South Africa’s government announced plans to further ease a nationwide lockdown as the fallout from shuttering much of the economy threatens to outweigh the damage wrought by the coronavirus.
Consultations will begin in the coming days about moving most of country to disease alert level 3 by the end of the month, from level 4, and allow a number of additional industries to resume operations, President Cyril Ramaphosa said Wednesday in a televised address to the nation.
Level 4 restrictions will remain in force in areas where infection rates are highest, including some of the main cities.
“We’re now preparing for a further easing of the lockdown and a gradual opening of our economy,” Ramaphosa said. “If we lift the lockdown too abruptly and too quickly, we risk a rapid and unmanageable surge in infections. We will therefore continue to proceed cautiously, informed by the best available evidence.”
The authorities have faced mounting criticism that some lockdown rules are nonsensical, have no bearing on the fight against the virus and have caused undue harm to the country.
The government will announce changes to level 4 regulations to expand permitted business activities and e-commerce, and reduce restrictions on exercise, Ramaphosa said.
Business for South Africa, a group of business organizations, has warned that 4 million jobs will be placed at risk and the economy could contract 16% this year if the easing of lockdown rules isn’t accelerated.
The government initially imposed a 21-day lockdown on March 27 to curb the spread of the virus, later extending it by two weeks.
Enforced by the police and military, it only allowed people to leave their homes to buy food, collect welfare grants and seek medical care — unless they provided essential services.
While the severity of the lockdown was adjusted from the maximum level 5 to level 4 on May 1, allowing commerce to resume, many businesses remain partially or completely shut.
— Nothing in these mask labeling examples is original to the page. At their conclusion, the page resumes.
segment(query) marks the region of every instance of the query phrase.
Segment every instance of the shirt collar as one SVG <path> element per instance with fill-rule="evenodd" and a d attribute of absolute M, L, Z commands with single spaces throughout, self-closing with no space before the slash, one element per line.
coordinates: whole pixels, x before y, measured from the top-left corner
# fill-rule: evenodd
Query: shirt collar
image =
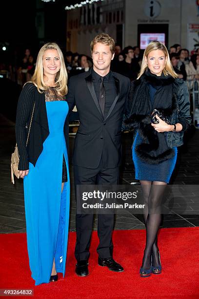
<path fill-rule="evenodd" d="M 96 73 L 96 72 L 94 71 L 93 68 L 91 69 L 91 74 L 92 74 L 92 76 L 93 77 L 93 79 L 94 79 L 95 81 L 97 82 L 99 80 L 100 80 L 100 78 L 101 78 L 101 77 L 102 77 L 101 76 L 100 76 L 97 73 Z M 110 76 L 111 76 L 111 71 L 109 71 L 109 72 L 108 73 L 108 74 L 106 75 L 106 76 L 104 76 L 103 78 L 104 79 L 106 78 L 106 80 L 108 81 L 110 79 Z"/>

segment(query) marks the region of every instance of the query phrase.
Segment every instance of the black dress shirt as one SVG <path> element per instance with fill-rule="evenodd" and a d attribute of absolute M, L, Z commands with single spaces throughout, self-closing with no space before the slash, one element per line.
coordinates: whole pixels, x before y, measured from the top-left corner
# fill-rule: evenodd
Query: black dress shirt
<path fill-rule="evenodd" d="M 99 101 L 100 98 L 100 88 L 101 84 L 100 78 L 93 68 L 91 70 L 93 82 L 94 86 L 94 89 L 96 94 L 97 98 Z M 104 117 L 108 113 L 115 98 L 117 95 L 116 87 L 115 80 L 111 71 L 103 77 L 103 85 L 105 88 L 105 108 Z"/>

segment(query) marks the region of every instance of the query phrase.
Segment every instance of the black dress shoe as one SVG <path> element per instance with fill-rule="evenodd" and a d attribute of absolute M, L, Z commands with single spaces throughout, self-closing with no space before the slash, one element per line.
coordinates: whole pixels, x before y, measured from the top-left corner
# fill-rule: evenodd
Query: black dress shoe
<path fill-rule="evenodd" d="M 89 275 L 88 262 L 87 260 L 80 260 L 76 264 L 75 273 L 78 276 L 87 276 Z"/>
<path fill-rule="evenodd" d="M 58 280 L 58 275 L 56 274 L 56 275 L 51 275 L 50 278 L 50 282 L 51 281 L 57 281 Z"/>
<path fill-rule="evenodd" d="M 113 257 L 107 257 L 107 258 L 98 258 L 98 264 L 99 266 L 104 267 L 106 266 L 111 271 L 115 272 L 123 272 L 124 268 L 123 267 L 118 264 L 113 258 Z"/>

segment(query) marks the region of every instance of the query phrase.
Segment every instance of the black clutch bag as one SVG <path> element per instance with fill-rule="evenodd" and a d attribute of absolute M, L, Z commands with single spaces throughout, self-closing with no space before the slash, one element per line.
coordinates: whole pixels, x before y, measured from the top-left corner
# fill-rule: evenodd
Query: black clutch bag
<path fill-rule="evenodd" d="M 151 116 L 151 122 L 152 123 L 152 124 L 159 123 L 159 121 L 156 117 L 156 115 L 158 115 L 159 118 L 161 118 L 161 119 L 165 122 L 166 124 L 168 125 L 170 125 L 170 122 L 166 116 L 165 116 L 162 112 L 161 112 L 157 109 L 154 109 Z"/>

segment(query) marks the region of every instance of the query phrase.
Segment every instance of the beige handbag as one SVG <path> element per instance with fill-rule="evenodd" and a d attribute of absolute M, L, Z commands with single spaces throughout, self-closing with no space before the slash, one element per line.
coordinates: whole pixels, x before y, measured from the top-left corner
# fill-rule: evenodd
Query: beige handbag
<path fill-rule="evenodd" d="M 31 119 L 30 120 L 30 127 L 28 130 L 28 137 L 27 137 L 26 145 L 28 144 L 28 138 L 30 134 L 30 127 L 31 127 L 32 121 L 33 117 L 34 110 L 35 109 L 35 103 L 34 104 L 33 110 L 32 113 Z M 20 155 L 19 154 L 18 147 L 17 144 L 15 147 L 14 152 L 12 154 L 11 156 L 11 163 L 10 166 L 11 168 L 11 181 L 13 184 L 15 184 L 15 181 L 14 179 L 14 174 L 16 176 L 17 178 L 20 178 L 20 171 L 18 170 L 19 163 L 20 162 Z"/>

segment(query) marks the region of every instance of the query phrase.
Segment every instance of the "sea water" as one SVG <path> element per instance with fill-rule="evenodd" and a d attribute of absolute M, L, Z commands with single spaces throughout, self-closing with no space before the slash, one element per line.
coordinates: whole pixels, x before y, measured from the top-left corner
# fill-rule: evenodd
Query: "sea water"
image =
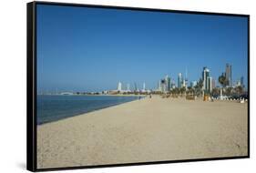
<path fill-rule="evenodd" d="M 120 96 L 37 96 L 37 125 L 139 99 Z"/>

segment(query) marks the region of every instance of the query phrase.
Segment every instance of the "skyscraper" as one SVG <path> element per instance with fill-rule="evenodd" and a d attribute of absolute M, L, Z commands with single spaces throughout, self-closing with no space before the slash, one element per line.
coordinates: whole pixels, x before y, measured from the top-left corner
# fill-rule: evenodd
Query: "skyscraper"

“Despite its duration and its severity, the lockdown that we’ve imposed was absolutely necessary,” Ramaphosa said. “Without the lockdown, the number of coronavirus infections would have soared uncontrollably. Our health facilities would have been overwhelmed and many thousands of South African would have died.”
While South Africa’s 12,074 confirmed coronavirus infections and 219 fatalities are low compared with nations such as the U.S., Spain and Italy, the number of cases has risen over recent weeks as testing and screening increased. The government expects infections to peak in August or September.
The administration has been weighing concerns about a surge in cases against worries about a spiraling unemployment rate, which stood at 29% before the virus hit, and a spike in the number of people seeking food aid.
The president last month announced a 500 billion-rand ($27 billion) support package aimed at reigniting growth and supporting those worst affected by the lockdown.
The government is working on the next phase of its economic response to the crisis and the Cabinet will announce the outcome of its discussions once they’ve been completed, he said on Wednesday.
Ramaphosa’s speech contained little of substance, said John Steenhuisen, acting leader of the main opposition Democratic Alliance.
“Essentially, he doubled down on what has been a tragically flawed approach that has wreaked catastrophic, unnecessary and possibly irreparable damage to our country,” Steenhuisen said in a statement. “South Africa’s economy and society must be opened up now, to save lives and livelihoods from all types of risks, not just Covid.”
Key Ramaphosa quotes:
- “The best current estimate is that without the lockdown and the other measures we have taken, at least 80,000 South Africans could have been infected by now and the death toll could have been at least eight times higher than it is.”
- “Our field workers have now screened over 9 million people, and we have conducted nearly 370,000 coronavirus tests.”
- “We have been able to strengthen the capacity of our health system and to put in place wide-ranging public health programs to better manage the inevitable increase in infections. We now have nearly 25,000 additional beds available for quarantine.”
- “I wish to express our appreciation to the government and the people of the United States for the donation of 1,000 ventilators.”